/torako

Torako Imageboard Archiver

Primary LanguageRustThe UnlicenseUnlicense

Torako

Torako: A 4chan imageboard scraper

Torako is an imageboard scraper, designed to support multiple backends, with support for an Asagi style backend as a drop-in replacement for it.

Torako is written in Rust with with async-features using the Tokio reactor. The async design allows scraping multiple boards with minimal overhead and still remain performant.

Report any issues or features requests using GitHub Issues.

Getting Started

Builds are generated for Windows, Linux and macOS and are available on the GitHub releases page. Once downloaded, grab and modify the sample configuration and place it in the same directory as Torako.toml (You can also use the -c flag to specify a custom configuration path).

$ ./torako -c ./Torako.toml

Note: Torako may create a large number of connections during it's warmup phase and this may cause your system to hit open file descriptor limits. Make sure to increase them.

Configuration

The Torako.sample.toml sample file can be used as a base to start running Torako. The sample configuration file also documents all the various options that can be used to configure and customize Torako. In order to start Torako you must provide at least one board to scape and configure a storage backend.

Building

Building Torako only requires Rust v1.46.0+. You can install Rust with rustup. Simply clone the repo and run:

$ cargo build --release

Note: On certain platforms you may need to ensure you have C/C++ compiler, pkg-config and libssl-dev installed to build the openssl bindings.

Asagi Compatibility

Torako is designed to be a drop-in replacement for Asagi, so any deviation from Asagi's outputs should be considered a bug. However, Torako does not communicate with MySQL the same way Torako does, and Torako tries to be more performant.

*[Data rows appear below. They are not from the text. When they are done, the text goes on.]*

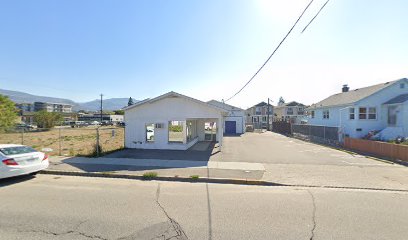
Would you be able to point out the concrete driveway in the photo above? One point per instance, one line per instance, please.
(272, 148)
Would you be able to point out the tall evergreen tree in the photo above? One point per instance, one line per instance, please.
(8, 113)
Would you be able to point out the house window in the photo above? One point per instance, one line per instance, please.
(367, 113)
(176, 131)
(372, 113)
(258, 111)
(362, 113)
(326, 114)
(352, 115)
(289, 111)
(150, 132)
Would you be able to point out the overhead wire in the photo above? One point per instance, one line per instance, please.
(315, 16)
(270, 56)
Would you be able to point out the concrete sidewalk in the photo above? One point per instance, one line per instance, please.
(163, 168)
(377, 175)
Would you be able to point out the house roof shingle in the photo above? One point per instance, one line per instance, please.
(352, 96)
(398, 99)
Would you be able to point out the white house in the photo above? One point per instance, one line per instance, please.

Torako's default configuration should be compatiable with an existing deployment with no changes.

MySQL Triggers

Traditionally, Asagi uses MySQL triggers to keep tables like board_images and board_daily in sync. Triggers can work well, but when mass inserting data, triggers may not be the most optimal solution. Instead Torako has an option to compute the required database changes internally for a set of posts and make one batch update to every table.

Enabling this mode requires setting use_triggers = false in the configuration.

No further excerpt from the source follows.